Dünyaca ünlü Bell Laboratuvarları, yeni teknolojiyi içeren çığır açan performanslar yaratıyor. Sanat yaratmada teknolojinin kullanımını teşvik eden bu ilk kurulumlar ve performanslar, daha fazla dijital sanat gelişimi için bir mihenk taşı oluşturuyor.
Andy Warhol’un sanatını daha görünür ve erişilebilir kılmak için video, film ve serigrafi gibi modern teknolojileri kullanan en etkili sanatçılardan biri olduğunu daha önce belirtmiştik . Ancak Warhol’un aynı zamanda dijital sanatın öncülerinden biri olduğu da az bilinen bir gerçektir. Warhol, bilgisayar şirketi Commodore International için bir marka elçisi olarak bilgisayar sisteminin ve yazılım programının reklamını yapmak için bir Amiga bilgisayarında dijital çizimler yarattı.
Bütün bunlar 1985’te oldu ama AndyWarhol’un dijital sanat eserleri NYC merkezli bir multimedya sanatçısı ve fanatik bir Andy Warhol hayranı olan sanatçı Cory Arcangel tarafından, Carnegie Mellon Üniversitesi bilgisayar kulübünün personeli ve öğrenci üyeleri tarafından görüntüleri bulup geri yükleme girişiminde bulunup bulununcaya kadar 2014’te kaybolup unutuldular.
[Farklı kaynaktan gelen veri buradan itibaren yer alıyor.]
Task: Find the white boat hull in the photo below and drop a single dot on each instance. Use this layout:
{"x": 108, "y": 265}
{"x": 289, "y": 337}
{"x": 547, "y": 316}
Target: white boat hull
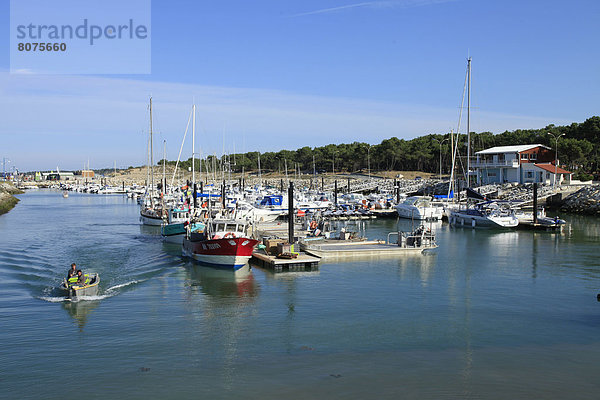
{"x": 151, "y": 221}
{"x": 420, "y": 213}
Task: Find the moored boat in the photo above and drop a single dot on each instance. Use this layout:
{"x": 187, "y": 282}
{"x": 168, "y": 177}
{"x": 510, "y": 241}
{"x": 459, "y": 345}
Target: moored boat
{"x": 484, "y": 215}
{"x": 224, "y": 244}
{"x": 407, "y": 243}
{"x": 419, "y": 207}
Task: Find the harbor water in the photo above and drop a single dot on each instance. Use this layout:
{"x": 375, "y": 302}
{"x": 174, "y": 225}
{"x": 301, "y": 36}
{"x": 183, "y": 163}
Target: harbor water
{"x": 488, "y": 314}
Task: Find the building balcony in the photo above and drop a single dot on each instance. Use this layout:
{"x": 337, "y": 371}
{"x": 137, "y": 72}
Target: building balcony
{"x": 496, "y": 164}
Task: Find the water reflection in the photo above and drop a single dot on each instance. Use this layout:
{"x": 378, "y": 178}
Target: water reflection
{"x": 222, "y": 283}
{"x": 421, "y": 265}
{"x": 80, "y": 310}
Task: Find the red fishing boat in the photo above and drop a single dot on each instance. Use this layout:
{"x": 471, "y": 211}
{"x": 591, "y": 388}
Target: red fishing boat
{"x": 224, "y": 244}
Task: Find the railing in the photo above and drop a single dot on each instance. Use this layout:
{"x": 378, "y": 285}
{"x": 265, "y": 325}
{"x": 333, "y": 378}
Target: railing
{"x": 491, "y": 163}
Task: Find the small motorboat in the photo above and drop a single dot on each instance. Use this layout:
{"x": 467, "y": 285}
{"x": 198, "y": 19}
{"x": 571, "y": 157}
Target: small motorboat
{"x": 89, "y": 289}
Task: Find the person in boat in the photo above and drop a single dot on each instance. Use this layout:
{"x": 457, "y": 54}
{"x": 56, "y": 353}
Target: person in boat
{"x": 72, "y": 271}
{"x": 80, "y": 278}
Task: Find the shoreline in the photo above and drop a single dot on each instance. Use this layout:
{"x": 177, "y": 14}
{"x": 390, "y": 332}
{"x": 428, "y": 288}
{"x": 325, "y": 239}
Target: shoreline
{"x": 7, "y": 199}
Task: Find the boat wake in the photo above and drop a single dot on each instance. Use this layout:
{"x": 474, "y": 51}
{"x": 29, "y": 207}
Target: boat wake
{"x": 62, "y": 299}
{"x": 122, "y": 285}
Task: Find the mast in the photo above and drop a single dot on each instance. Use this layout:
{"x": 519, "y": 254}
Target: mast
{"x": 194, "y": 144}
{"x": 164, "y": 167}
{"x": 469, "y": 122}
{"x": 259, "y": 175}
{"x": 151, "y": 160}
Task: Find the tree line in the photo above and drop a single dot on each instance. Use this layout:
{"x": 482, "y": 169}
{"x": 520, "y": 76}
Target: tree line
{"x": 578, "y": 150}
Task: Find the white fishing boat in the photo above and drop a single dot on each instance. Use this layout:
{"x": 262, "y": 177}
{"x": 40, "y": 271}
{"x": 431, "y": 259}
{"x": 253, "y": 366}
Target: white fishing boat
{"x": 420, "y": 208}
{"x": 406, "y": 243}
{"x": 489, "y": 214}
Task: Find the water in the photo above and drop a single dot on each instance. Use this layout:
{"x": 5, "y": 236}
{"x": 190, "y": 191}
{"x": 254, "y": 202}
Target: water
{"x": 487, "y": 315}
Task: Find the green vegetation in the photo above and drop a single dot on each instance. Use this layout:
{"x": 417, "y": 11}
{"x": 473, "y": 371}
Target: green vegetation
{"x": 578, "y": 149}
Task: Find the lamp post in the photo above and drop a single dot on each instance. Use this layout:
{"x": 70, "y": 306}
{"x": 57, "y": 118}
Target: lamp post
{"x": 441, "y": 156}
{"x": 369, "y": 160}
{"x": 333, "y": 163}
{"x": 555, "y": 155}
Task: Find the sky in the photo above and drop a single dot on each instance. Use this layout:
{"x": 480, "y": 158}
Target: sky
{"x": 272, "y": 75}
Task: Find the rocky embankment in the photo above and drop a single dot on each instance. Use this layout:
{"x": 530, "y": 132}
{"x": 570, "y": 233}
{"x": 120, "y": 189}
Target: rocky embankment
{"x": 584, "y": 201}
{"x": 7, "y": 200}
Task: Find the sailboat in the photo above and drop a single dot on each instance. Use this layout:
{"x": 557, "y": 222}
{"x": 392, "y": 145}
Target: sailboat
{"x": 149, "y": 213}
{"x": 479, "y": 212}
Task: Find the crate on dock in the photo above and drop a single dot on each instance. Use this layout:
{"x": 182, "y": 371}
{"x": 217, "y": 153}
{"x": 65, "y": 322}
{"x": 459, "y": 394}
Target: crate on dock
{"x": 272, "y": 246}
{"x": 283, "y": 248}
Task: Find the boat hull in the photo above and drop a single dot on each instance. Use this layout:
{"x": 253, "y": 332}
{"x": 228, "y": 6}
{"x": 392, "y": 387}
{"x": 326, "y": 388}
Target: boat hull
{"x": 151, "y": 220}
{"x": 174, "y": 233}
{"x": 420, "y": 213}
{"x": 227, "y": 253}
{"x": 90, "y": 289}
{"x": 475, "y": 221}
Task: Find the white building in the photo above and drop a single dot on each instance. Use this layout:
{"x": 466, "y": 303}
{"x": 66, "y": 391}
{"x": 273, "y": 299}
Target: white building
{"x": 520, "y": 163}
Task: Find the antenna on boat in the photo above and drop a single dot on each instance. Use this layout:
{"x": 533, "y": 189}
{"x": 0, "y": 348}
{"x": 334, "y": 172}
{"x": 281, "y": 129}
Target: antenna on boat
{"x": 469, "y": 122}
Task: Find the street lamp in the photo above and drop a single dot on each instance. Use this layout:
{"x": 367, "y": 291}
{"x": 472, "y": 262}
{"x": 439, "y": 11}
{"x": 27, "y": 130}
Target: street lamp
{"x": 555, "y": 156}
{"x": 333, "y": 163}
{"x": 369, "y": 160}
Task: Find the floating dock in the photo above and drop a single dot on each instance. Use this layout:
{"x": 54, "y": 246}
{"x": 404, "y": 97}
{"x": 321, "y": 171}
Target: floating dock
{"x": 329, "y": 250}
{"x": 531, "y": 226}
{"x": 303, "y": 262}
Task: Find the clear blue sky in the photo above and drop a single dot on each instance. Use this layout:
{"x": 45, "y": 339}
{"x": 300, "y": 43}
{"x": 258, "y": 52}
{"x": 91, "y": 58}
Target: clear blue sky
{"x": 267, "y": 75}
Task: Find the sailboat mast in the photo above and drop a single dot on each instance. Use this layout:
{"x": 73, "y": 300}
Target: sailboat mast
{"x": 469, "y": 122}
{"x": 194, "y": 144}
{"x": 164, "y": 184}
{"x": 151, "y": 160}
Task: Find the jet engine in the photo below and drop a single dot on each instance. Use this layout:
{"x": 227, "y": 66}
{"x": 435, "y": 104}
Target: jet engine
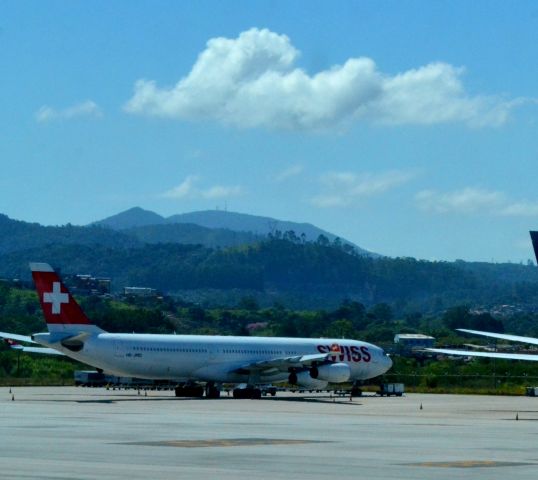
{"x": 304, "y": 379}
{"x": 331, "y": 372}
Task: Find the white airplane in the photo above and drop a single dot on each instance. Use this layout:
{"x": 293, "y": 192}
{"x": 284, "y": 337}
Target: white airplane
{"x": 188, "y": 359}
{"x": 501, "y": 336}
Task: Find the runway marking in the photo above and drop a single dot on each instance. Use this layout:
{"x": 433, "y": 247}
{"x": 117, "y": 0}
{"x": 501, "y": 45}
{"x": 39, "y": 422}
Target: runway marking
{"x": 223, "y": 442}
{"x": 469, "y": 464}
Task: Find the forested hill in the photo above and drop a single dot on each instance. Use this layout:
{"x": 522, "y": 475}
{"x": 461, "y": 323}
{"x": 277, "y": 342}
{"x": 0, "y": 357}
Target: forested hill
{"x": 297, "y": 274}
{"x": 214, "y": 228}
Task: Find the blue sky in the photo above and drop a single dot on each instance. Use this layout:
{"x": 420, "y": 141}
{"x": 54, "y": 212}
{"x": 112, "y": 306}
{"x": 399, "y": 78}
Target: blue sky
{"x": 407, "y": 127}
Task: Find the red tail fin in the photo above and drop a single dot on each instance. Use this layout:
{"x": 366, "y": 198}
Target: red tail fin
{"x": 59, "y": 307}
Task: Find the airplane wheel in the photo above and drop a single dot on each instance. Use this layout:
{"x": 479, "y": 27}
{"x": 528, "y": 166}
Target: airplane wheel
{"x": 356, "y": 392}
{"x": 212, "y": 392}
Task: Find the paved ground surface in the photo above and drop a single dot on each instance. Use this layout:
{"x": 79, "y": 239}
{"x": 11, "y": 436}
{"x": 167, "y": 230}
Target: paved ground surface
{"x": 79, "y": 433}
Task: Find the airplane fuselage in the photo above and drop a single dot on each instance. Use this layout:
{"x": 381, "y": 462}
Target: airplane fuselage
{"x": 213, "y": 358}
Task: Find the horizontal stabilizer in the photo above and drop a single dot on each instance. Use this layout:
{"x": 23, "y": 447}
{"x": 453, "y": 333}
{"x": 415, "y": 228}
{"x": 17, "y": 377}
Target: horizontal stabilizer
{"x": 502, "y": 336}
{"x": 468, "y": 353}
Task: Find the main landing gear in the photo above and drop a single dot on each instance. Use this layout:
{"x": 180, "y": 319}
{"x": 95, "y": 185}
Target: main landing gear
{"x": 356, "y": 390}
{"x": 189, "y": 390}
{"x": 197, "y": 391}
{"x": 248, "y": 392}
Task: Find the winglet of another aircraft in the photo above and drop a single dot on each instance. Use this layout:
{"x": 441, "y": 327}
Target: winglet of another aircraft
{"x": 534, "y": 238}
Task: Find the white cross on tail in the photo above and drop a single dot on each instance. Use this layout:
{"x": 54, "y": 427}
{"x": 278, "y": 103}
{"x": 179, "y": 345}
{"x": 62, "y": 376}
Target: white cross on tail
{"x": 56, "y": 297}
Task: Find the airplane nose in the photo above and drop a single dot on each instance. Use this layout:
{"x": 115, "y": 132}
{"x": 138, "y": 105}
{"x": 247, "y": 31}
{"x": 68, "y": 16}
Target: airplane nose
{"x": 386, "y": 362}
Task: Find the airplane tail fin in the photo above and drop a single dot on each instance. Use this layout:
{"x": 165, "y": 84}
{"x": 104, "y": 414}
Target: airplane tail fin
{"x": 534, "y": 238}
{"x": 62, "y": 312}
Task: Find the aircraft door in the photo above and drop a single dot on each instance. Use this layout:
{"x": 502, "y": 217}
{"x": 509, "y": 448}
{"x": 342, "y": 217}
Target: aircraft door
{"x": 119, "y": 349}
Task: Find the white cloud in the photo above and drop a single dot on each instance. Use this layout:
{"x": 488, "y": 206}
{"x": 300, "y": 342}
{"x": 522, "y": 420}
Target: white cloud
{"x": 87, "y": 108}
{"x": 345, "y": 188}
{"x": 289, "y": 172}
{"x": 520, "y": 209}
{"x": 468, "y": 200}
{"x": 253, "y": 81}
{"x": 188, "y": 189}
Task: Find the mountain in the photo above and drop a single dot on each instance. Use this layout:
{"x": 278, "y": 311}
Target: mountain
{"x": 134, "y": 217}
{"x": 137, "y": 221}
{"x": 188, "y": 233}
{"x": 16, "y": 235}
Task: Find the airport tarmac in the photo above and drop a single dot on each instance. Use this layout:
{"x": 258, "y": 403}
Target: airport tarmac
{"x": 83, "y": 433}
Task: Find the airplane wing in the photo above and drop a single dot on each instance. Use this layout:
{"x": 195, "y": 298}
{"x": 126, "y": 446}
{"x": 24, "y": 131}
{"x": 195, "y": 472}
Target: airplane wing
{"x": 44, "y": 350}
{"x": 502, "y": 336}
{"x": 283, "y": 364}
{"x": 504, "y": 356}
{"x": 12, "y": 340}
{"x": 17, "y": 337}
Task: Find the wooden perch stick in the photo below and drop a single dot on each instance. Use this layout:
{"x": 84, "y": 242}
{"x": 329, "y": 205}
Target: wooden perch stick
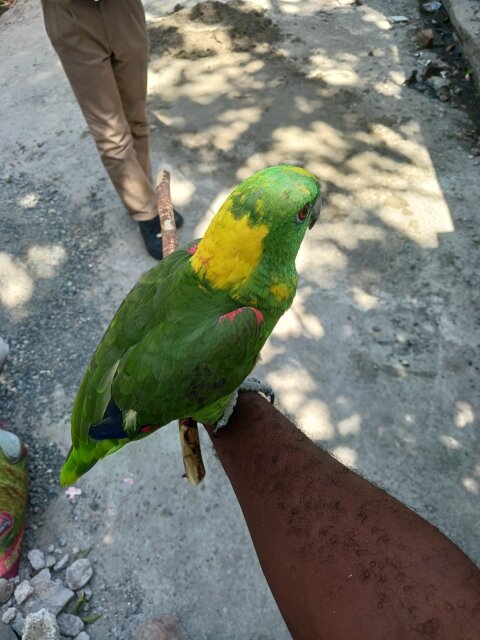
{"x": 189, "y": 437}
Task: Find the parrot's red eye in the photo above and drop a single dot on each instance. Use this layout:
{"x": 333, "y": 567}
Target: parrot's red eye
{"x": 303, "y": 213}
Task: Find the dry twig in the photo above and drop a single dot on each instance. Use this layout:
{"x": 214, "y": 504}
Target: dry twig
{"x": 189, "y": 437}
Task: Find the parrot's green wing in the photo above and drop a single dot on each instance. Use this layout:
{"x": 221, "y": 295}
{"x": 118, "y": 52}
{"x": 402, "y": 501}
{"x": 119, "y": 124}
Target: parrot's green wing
{"x": 174, "y": 349}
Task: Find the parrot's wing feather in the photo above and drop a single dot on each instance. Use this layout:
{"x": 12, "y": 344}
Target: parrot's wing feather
{"x": 137, "y": 314}
{"x": 173, "y": 374}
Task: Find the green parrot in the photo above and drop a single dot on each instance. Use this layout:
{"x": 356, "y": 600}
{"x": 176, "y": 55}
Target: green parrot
{"x": 13, "y": 501}
{"x": 191, "y": 330}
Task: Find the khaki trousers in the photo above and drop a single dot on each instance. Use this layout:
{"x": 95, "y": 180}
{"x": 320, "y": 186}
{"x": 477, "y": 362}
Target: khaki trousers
{"x": 103, "y": 48}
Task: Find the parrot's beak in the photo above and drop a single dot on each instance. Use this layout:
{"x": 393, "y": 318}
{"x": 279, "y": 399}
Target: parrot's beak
{"x": 316, "y": 212}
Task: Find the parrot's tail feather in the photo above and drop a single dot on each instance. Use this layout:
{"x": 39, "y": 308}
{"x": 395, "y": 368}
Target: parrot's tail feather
{"x": 73, "y": 468}
{"x": 81, "y": 460}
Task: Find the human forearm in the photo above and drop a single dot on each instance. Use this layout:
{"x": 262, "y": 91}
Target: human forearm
{"x": 343, "y": 559}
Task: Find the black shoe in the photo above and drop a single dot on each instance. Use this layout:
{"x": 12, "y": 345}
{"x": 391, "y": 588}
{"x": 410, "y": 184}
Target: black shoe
{"x": 152, "y": 234}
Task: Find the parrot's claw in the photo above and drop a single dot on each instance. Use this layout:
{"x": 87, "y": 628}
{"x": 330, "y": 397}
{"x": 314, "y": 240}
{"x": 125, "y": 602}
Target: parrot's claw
{"x": 227, "y": 414}
{"x": 254, "y": 384}
{"x": 249, "y": 384}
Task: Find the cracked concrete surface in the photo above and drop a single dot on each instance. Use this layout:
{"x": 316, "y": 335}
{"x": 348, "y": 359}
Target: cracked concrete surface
{"x": 378, "y": 360}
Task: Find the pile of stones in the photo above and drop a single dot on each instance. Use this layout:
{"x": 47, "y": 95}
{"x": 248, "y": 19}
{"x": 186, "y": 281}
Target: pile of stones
{"x": 52, "y": 599}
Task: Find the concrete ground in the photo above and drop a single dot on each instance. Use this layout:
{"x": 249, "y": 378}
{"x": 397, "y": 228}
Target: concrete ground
{"x": 379, "y": 358}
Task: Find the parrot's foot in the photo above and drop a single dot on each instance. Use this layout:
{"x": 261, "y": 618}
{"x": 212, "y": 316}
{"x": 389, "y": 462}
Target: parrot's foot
{"x": 249, "y": 384}
{"x": 254, "y": 384}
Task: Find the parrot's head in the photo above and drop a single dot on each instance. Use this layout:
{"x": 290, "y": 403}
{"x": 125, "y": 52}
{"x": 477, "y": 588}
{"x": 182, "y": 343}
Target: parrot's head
{"x": 257, "y": 232}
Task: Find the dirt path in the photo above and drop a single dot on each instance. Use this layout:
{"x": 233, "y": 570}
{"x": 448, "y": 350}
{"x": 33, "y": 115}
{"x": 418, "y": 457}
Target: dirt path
{"x": 379, "y": 358}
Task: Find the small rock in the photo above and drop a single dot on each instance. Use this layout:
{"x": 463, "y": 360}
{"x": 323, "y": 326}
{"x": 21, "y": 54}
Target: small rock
{"x": 42, "y": 576}
{"x": 41, "y": 626}
{"x": 6, "y": 633}
{"x": 3, "y": 352}
{"x": 9, "y": 615}
{"x": 50, "y": 595}
{"x": 62, "y": 563}
{"x": 18, "y": 624}
{"x": 36, "y": 559}
{"x": 165, "y": 627}
{"x": 23, "y": 591}
{"x": 88, "y": 593}
{"x": 425, "y": 38}
{"x": 70, "y": 625}
{"x": 79, "y": 573}
{"x": 6, "y": 590}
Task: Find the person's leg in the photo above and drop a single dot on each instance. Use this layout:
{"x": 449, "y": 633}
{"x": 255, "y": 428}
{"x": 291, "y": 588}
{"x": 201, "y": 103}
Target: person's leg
{"x": 77, "y": 32}
{"x": 127, "y": 31}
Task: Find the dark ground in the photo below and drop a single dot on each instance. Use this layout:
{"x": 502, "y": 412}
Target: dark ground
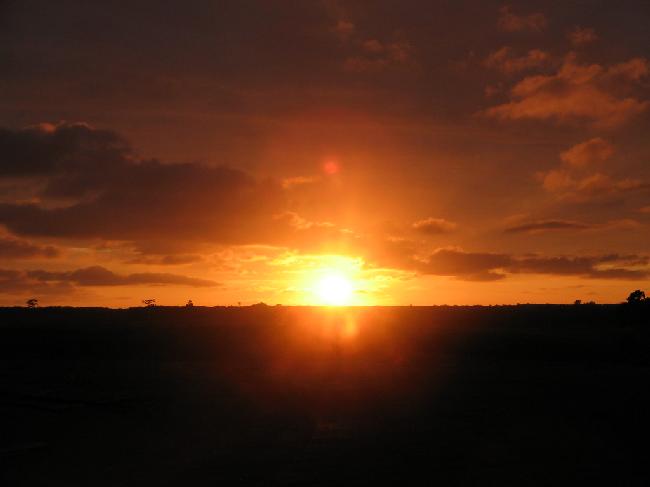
{"x": 526, "y": 395}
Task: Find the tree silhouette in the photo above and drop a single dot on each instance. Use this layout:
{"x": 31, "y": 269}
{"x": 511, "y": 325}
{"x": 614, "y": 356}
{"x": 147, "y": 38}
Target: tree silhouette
{"x": 636, "y": 297}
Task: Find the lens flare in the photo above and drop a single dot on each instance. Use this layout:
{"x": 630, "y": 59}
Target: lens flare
{"x": 334, "y": 290}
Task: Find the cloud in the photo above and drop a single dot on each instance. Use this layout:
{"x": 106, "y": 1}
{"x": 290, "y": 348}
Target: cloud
{"x": 575, "y": 181}
{"x": 577, "y": 92}
{"x": 599, "y": 267}
{"x": 13, "y": 248}
{"x": 111, "y": 195}
{"x": 19, "y": 283}
{"x": 511, "y": 22}
{"x": 344, "y": 29}
{"x": 506, "y": 61}
{"x": 378, "y": 57}
{"x": 581, "y": 36}
{"x": 464, "y": 265}
{"x": 57, "y": 149}
{"x": 593, "y": 151}
{"x": 545, "y": 226}
{"x": 434, "y": 226}
{"x": 100, "y": 276}
{"x": 588, "y": 187}
{"x": 485, "y": 266}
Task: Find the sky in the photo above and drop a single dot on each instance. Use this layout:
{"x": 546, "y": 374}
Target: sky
{"x": 410, "y": 152}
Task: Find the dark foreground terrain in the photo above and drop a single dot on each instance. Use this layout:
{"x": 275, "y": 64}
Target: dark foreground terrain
{"x": 527, "y": 395}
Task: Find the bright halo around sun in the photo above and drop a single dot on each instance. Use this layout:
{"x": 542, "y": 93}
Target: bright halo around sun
{"x": 334, "y": 290}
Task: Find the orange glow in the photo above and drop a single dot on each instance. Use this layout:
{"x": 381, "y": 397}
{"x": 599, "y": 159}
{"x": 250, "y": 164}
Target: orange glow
{"x": 334, "y": 290}
{"x": 331, "y": 167}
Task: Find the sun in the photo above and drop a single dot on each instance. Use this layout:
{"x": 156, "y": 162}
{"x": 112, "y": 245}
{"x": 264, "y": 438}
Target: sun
{"x": 334, "y": 290}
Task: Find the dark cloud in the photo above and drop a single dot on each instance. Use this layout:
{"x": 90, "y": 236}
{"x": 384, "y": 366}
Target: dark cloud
{"x": 100, "y": 276}
{"x": 510, "y": 21}
{"x": 465, "y": 265}
{"x": 480, "y": 266}
{"x": 123, "y": 198}
{"x": 602, "y": 267}
{"x": 13, "y": 248}
{"x": 578, "y": 92}
{"x": 546, "y": 225}
{"x": 434, "y": 226}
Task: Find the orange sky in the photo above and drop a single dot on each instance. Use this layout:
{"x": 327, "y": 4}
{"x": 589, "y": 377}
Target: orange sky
{"x": 225, "y": 152}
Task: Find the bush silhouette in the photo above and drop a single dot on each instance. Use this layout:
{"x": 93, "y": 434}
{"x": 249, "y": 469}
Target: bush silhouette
{"x": 636, "y": 297}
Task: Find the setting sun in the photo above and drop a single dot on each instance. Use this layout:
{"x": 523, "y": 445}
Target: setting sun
{"x": 334, "y": 290}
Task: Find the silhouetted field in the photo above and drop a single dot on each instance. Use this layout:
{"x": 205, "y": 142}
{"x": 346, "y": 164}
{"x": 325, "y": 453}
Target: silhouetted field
{"x": 526, "y": 395}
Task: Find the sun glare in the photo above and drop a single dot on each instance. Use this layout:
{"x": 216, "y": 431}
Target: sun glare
{"x": 334, "y": 290}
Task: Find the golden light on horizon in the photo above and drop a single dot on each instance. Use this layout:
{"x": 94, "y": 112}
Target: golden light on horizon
{"x": 334, "y": 289}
Temmuz 2017’den kasım 2019’a kadar Warhol Müzesinde, Warhol’un çığır açan dijital sanatının bu tarihi parçalarını orijinal ortam olan eski bir Amiga kullanılarak sergilendi.
Doksanlar interneti getirdi ve teknoloji devrimini başlattı. İnsanlar kısa sürede bu sanal küresel ağın geniş olanaklarını fark ettiler ve dijital sanat sahnesi patlamaya başladı. İnternet, çok sayıda sanatçının sanat eserlerini daha görünür hale getirmesine yardımcı oldu ve dünya çapındaki izleyicilere erişilebilirliği artırdı. Gelişen teknoloji aynı zamanda sanatçının yapıtlarını dönüştürmesini ve manipüle etmesini sağlayarak önemli bir sanat ortamı haline geldi.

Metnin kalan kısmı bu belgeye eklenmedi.